Com cara de algoritmo, "Power" é mais um genérico Netflix
Imagem: PROJECT POWER (L to R) JAMIE FOXX as ART in PROJECT POWER Cr. SKIP BOLEN/NETFLIX © 2020

Com cara de algoritmo, “Power” é mais um genérico Netflix

Diretores de "Nerve" não conseguem propor nenhuma ideia interessante ou mesmo uma ação minimamente arrojada

por Matheus Fiore

A dupla Ariel Schulman e Henry Joost teve sua primeira grande oportunidade no cinema com o terceiro e o quarto capítulo da saga “Atividade Paranormal”, mas foi somente em 2016 com o divertido “Nerve” que os diretores ganharam mesmo algum holofote. Protagonizada por Emma Roberts e Dave Franco, o longa surgiu justamente na época em que “Black Mirror” estava estourando na Netflix e a cultura pop foi invadida por obras “espertinhas” que utilizavam distopias tecnológicas para caricaturar e expor problemas da sociedade. Depois de “Viral”, outro longa da dupla lançado na época, Schulman e Joost ficaram um tempo sem lançar novos filmes até que, em 2020, a Netflix anuncia um novo longa-metragem dirigido pelos americanos, “Power”.

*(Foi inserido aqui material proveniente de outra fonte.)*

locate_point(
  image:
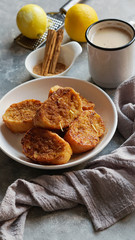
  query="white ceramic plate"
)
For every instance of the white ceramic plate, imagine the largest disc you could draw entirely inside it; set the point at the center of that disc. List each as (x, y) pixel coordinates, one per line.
(38, 89)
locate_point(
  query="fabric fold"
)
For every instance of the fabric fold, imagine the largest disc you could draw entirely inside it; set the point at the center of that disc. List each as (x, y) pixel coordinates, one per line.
(106, 187)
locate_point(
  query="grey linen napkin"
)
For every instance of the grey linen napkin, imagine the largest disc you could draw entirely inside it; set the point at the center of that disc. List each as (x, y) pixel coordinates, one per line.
(106, 187)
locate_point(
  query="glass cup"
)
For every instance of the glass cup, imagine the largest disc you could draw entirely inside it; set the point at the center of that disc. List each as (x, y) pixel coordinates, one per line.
(110, 47)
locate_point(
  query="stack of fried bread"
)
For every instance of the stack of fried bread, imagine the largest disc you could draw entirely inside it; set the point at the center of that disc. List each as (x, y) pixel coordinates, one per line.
(64, 124)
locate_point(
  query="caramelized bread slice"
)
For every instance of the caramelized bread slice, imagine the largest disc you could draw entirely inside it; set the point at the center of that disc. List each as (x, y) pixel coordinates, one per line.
(86, 105)
(45, 147)
(19, 116)
(59, 110)
(84, 132)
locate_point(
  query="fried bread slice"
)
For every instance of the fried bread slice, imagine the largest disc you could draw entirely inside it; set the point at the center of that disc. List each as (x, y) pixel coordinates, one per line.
(19, 116)
(83, 134)
(86, 105)
(45, 147)
(59, 110)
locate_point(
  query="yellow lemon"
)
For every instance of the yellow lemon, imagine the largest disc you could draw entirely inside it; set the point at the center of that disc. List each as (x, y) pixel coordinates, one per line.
(78, 19)
(32, 21)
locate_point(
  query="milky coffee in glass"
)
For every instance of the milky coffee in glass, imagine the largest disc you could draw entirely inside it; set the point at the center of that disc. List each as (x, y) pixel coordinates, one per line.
(110, 45)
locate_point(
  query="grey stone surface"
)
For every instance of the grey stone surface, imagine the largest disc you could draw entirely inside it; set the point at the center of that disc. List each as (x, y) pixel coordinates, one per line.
(74, 223)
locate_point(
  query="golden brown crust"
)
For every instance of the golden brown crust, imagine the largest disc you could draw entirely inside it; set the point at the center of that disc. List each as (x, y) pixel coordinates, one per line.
(84, 132)
(87, 105)
(19, 116)
(59, 110)
(45, 147)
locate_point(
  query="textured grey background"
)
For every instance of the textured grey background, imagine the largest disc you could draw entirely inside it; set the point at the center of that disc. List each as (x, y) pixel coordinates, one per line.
(69, 224)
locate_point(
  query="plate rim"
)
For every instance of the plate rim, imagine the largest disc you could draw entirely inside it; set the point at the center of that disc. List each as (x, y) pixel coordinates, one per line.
(69, 164)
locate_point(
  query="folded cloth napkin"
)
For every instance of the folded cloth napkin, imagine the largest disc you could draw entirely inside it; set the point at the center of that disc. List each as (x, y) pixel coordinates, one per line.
(106, 187)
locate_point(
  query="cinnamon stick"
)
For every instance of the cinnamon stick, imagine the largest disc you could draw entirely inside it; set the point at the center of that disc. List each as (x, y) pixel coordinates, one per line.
(56, 52)
(49, 49)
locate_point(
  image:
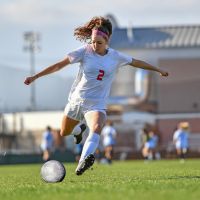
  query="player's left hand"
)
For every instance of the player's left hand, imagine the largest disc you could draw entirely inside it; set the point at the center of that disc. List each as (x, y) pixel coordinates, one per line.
(163, 73)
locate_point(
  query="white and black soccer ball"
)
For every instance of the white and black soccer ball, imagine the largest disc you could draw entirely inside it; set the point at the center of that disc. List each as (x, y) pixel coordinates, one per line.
(53, 171)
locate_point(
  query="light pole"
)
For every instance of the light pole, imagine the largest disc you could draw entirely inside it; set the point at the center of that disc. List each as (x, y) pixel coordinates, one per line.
(31, 44)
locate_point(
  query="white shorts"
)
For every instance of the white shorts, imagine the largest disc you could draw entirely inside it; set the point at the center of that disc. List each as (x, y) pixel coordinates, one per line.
(77, 111)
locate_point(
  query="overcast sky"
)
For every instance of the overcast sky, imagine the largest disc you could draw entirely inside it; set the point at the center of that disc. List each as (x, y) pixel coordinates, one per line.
(56, 19)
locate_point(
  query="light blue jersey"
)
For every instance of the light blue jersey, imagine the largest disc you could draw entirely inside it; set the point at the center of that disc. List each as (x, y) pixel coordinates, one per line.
(181, 139)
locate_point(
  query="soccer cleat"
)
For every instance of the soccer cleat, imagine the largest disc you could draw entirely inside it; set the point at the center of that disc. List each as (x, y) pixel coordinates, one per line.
(78, 138)
(85, 164)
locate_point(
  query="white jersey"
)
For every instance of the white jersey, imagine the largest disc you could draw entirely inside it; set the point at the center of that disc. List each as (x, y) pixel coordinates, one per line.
(96, 73)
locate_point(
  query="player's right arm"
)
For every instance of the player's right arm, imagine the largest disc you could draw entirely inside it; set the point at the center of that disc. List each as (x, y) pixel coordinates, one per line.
(51, 69)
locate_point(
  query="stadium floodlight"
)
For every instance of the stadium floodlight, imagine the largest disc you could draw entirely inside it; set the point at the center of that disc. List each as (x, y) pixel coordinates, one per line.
(31, 40)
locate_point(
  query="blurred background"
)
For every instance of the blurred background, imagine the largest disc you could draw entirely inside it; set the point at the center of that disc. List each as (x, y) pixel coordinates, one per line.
(36, 34)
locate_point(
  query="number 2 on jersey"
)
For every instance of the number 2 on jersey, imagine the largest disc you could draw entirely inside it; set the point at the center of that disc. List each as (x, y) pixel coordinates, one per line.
(100, 75)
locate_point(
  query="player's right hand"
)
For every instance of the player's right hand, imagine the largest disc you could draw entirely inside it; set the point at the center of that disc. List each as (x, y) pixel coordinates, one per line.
(29, 80)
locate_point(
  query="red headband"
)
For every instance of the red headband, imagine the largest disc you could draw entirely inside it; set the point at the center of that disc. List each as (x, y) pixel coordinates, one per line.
(101, 33)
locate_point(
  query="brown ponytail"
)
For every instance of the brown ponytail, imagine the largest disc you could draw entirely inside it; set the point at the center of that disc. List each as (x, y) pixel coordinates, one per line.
(83, 33)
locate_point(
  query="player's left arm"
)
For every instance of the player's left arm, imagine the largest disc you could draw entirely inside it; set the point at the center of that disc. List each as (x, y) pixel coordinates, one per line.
(143, 65)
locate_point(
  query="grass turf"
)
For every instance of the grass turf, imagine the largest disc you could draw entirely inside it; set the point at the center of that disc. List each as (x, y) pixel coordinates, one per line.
(166, 179)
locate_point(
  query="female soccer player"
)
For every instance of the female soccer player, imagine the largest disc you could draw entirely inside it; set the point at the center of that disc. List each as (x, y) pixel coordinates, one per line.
(87, 99)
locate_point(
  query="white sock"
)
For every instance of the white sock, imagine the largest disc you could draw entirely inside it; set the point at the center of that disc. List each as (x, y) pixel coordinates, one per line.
(90, 145)
(76, 130)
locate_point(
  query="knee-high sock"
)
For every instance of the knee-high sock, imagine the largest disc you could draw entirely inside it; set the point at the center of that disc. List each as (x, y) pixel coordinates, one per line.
(77, 130)
(90, 145)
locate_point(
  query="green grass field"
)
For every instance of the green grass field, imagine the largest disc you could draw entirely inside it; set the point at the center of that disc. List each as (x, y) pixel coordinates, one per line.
(167, 179)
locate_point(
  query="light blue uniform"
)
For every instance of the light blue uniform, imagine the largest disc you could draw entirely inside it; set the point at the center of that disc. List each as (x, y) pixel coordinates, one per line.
(181, 139)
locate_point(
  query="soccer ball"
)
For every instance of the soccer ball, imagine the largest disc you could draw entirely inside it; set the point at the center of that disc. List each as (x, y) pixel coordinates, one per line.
(53, 171)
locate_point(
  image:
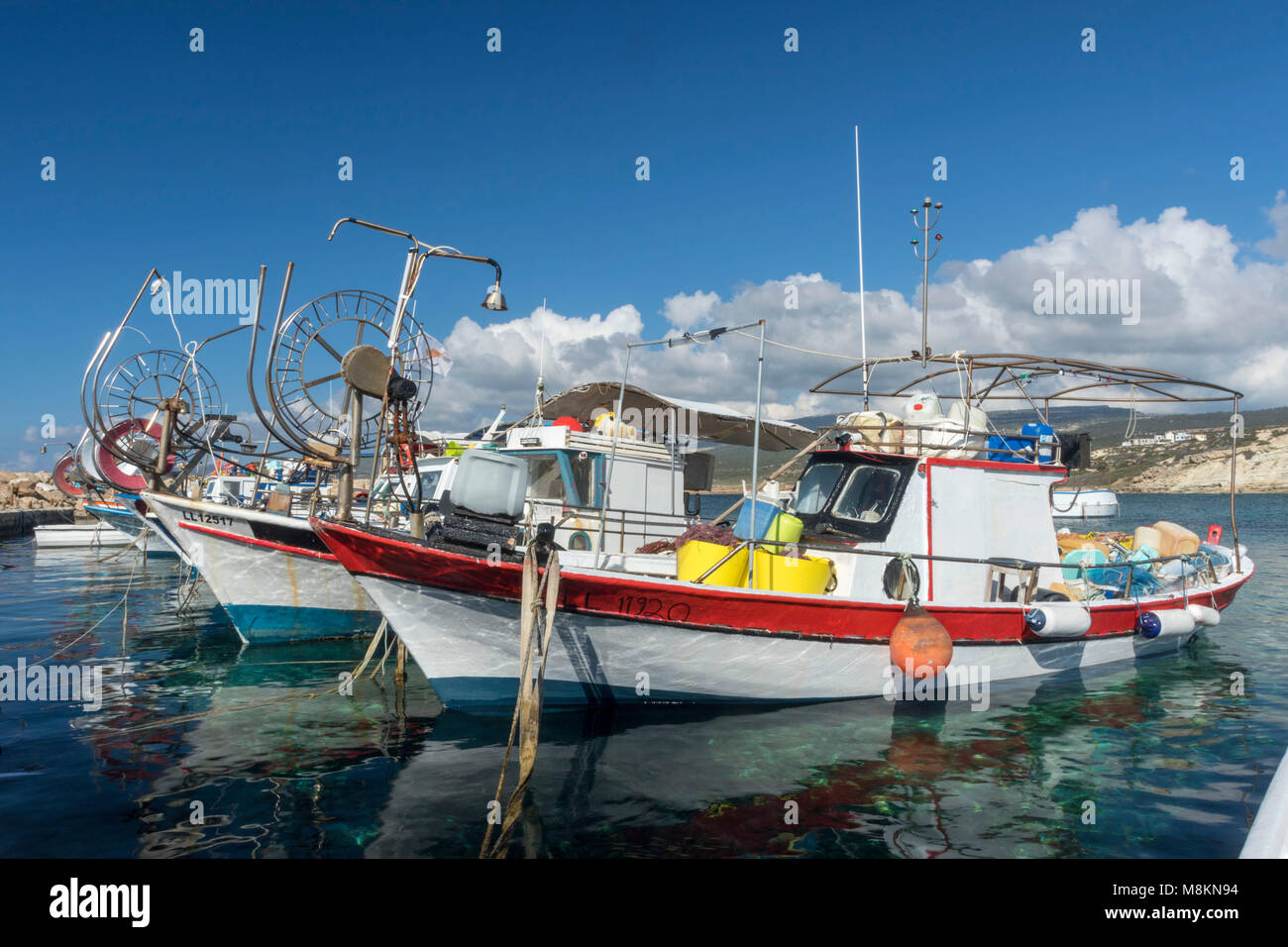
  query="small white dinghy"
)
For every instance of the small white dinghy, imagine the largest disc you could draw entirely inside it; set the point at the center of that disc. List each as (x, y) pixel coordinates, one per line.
(1083, 504)
(80, 535)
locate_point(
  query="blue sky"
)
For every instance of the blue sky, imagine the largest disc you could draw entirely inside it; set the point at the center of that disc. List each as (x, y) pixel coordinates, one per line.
(217, 161)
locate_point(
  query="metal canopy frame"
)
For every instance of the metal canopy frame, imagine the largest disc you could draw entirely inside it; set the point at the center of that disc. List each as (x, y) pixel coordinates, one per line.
(1019, 369)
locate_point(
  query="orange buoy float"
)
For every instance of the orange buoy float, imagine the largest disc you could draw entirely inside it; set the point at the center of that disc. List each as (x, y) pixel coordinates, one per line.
(919, 643)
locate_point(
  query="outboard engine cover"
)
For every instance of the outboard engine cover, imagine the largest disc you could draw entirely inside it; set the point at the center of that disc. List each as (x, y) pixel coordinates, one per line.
(484, 505)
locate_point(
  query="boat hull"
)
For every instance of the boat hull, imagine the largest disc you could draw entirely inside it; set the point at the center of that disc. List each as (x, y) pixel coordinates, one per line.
(270, 575)
(636, 639)
(80, 536)
(123, 517)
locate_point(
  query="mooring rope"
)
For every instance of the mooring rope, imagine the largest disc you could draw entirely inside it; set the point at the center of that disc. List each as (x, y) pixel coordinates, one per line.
(527, 707)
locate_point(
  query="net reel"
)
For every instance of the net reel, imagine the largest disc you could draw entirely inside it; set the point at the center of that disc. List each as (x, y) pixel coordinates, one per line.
(329, 371)
(150, 418)
(153, 403)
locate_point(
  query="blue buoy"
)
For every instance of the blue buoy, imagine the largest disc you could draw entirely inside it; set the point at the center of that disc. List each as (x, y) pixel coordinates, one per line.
(1149, 625)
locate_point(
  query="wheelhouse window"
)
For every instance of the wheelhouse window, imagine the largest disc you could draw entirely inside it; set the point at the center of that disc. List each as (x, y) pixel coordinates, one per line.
(851, 492)
(867, 495)
(561, 476)
(816, 486)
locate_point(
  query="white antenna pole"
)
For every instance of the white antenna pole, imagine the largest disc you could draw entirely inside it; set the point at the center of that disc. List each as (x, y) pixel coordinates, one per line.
(863, 321)
(541, 363)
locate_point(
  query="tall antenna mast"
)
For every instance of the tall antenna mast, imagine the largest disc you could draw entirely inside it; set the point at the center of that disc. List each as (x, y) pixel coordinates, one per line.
(926, 226)
(863, 321)
(541, 364)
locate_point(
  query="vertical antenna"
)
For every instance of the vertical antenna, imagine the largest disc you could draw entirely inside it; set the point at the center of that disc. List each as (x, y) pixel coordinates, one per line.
(541, 364)
(925, 256)
(863, 321)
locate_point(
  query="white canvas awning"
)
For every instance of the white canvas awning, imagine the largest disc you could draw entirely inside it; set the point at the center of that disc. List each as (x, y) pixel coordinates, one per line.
(655, 415)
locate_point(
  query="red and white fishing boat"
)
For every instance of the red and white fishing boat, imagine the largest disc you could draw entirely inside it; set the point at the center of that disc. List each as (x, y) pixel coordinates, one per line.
(927, 560)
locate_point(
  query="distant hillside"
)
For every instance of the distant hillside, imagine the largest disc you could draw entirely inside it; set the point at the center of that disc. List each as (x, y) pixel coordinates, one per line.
(1109, 424)
(1108, 428)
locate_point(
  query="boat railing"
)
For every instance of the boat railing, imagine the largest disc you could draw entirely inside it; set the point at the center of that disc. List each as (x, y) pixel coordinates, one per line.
(947, 442)
(1026, 565)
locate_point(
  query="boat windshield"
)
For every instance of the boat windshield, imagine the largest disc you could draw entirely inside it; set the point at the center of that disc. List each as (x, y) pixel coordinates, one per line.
(867, 495)
(428, 484)
(815, 486)
(562, 476)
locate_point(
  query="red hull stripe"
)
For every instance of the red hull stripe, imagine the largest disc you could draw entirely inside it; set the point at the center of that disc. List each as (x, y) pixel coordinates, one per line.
(997, 466)
(254, 541)
(695, 605)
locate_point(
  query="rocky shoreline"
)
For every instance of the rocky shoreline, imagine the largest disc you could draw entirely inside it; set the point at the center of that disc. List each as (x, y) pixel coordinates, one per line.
(35, 491)
(1261, 467)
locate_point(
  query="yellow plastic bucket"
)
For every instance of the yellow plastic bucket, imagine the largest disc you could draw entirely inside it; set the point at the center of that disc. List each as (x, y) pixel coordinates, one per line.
(695, 558)
(793, 574)
(786, 528)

O filme até traz um pouco da estilização vista em “Nerve”, mas a proposta de Schulman e Joost é diferente. Em “Power”, há claramente o esforço para criar um blockbuster de ação – e potencialmente, uma franquia. Na história, uma nova e misteriosa droga que desperta super-poderes começa a ser distribuída em Nova Orleans. Dois sujeitos começam, paralelamente, a investigar para chegar aos responsáveis pelo projeto, o ex-militar Major (Jamie Foxx) e o policial Frank (Joseph Gordon-Levitt). O filme a partir daí passeia superficialmente por questões políticas (como controle governamental e investimento bélico) até fantasia (os super-seres criados pela droga), mantendo sempre como fio narrativo da ação.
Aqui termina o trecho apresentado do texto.